Qiaopi archives in the museum 
There are more than 120,000 pieces of qiaopi in the archive section, including over 40,000 pieces of original manuscripts and the other scanned copies. The principal means of cataloguing is by the mailing address of qiaopi recipients, arranged by county, town, village, and then family. Most of the qiaopi were sent by overseas Chinese from Thailand, Singapore, Malaysia, Indonesia, Vietnam, Cambodia, Laos, Philippines, and Burma. This section will be of greatest interest to scholars interested in qiaopi studies. To access the archives, visiting researchers should provide official recommendation letters from their research institutes. In some circumstances, access to original documents may be restricted depending on the physical condition of the documents. If the physical condition of some original pieces is fragile, digitized documents, or photocopies are made available for researchers. However, a computerized index system has not yet been set up for the qiaopi archives. There is no copy service/machine in the museum. Archivists may be willing, however, to scan a few pieces and send them to the researchers by e-mail on request. The staff is very friendly and helpful. Though it is permitted to take photos in the exhibition halls within the museum, visiting researcher will need to request permission to take photos within the archives.

The published volumes cataloguing the contents of the archive also serve as a great research tool of qiaopi studies. These include, Chaoshan Qiaopi Cuibian (“Chaoshan Qiaopi Anthology”) [3 volumes], Chaoshan Qiaopi Dan’an Xuanbian (“Chaoshan Qiaopi Archives Selection”) [5 volumes], and Chaoshan Qiaopi Jicheng (“Chaoshan Qiaopi Collection”) [72 volumes, including the first and the second series]. The third series of Chaoshan Qiaopi Jicheng [over 60 volumes] is currently in the process of production. All of these volumes are compilations of qiaopi copies, mainly arranged according to the mailing address of the recipient, that is, by county, town, village, and family, sourced from over 100,000 pieces of qiaopi.

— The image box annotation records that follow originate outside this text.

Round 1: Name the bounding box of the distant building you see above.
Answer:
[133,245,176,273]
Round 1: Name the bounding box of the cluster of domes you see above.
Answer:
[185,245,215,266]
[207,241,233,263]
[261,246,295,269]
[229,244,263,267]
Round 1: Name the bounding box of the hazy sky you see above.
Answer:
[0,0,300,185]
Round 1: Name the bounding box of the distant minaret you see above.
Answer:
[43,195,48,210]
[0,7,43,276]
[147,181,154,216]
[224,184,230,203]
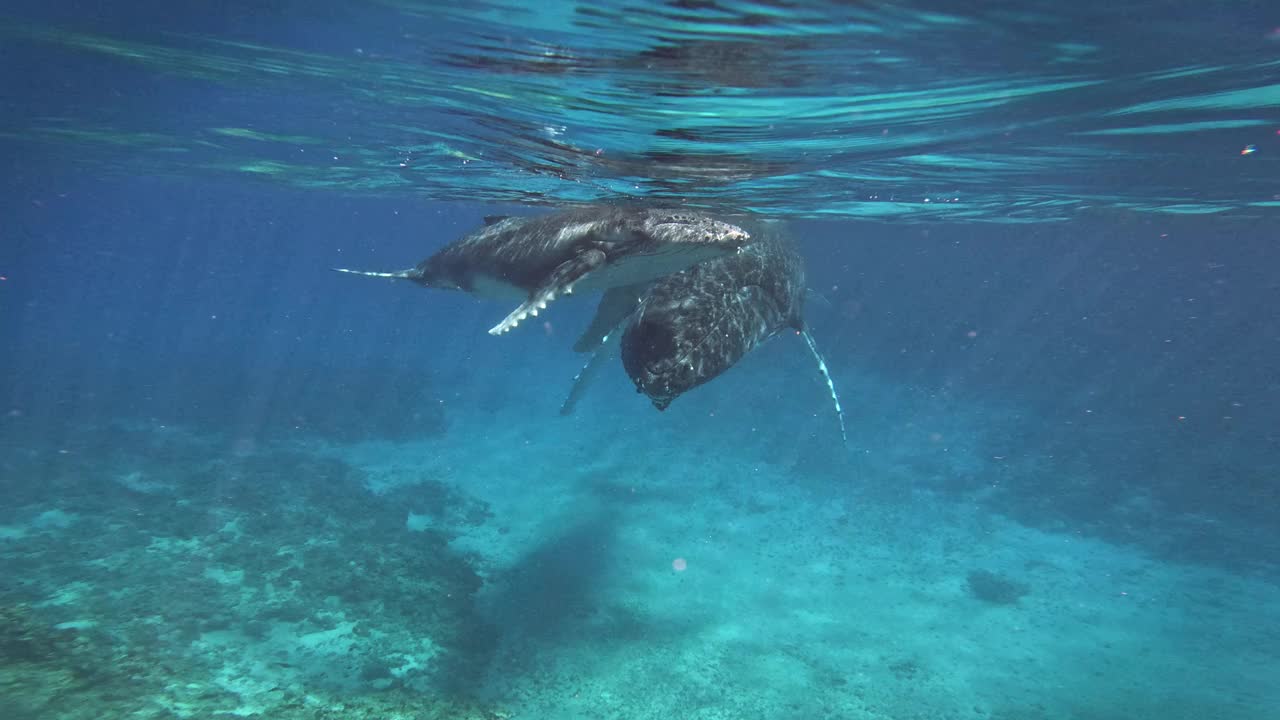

There is no website for the Qiaopi Museum. To know more about qiaopi through the Internet, you may visit http://www.teochewletters.org, a website set up and maintained by the Cheung Kong School of Journalism and Communication, Shantou University. In addition, Shantou University Library has set up a digital database with about 30,000 pieces of qiaopi, available for computer catalog search.

Shuhua Chen
Department of Social Anthropology
University of St Andrews
sc943@st-andrews.ac.u

Image: Qiaopi archives. Photograph by author.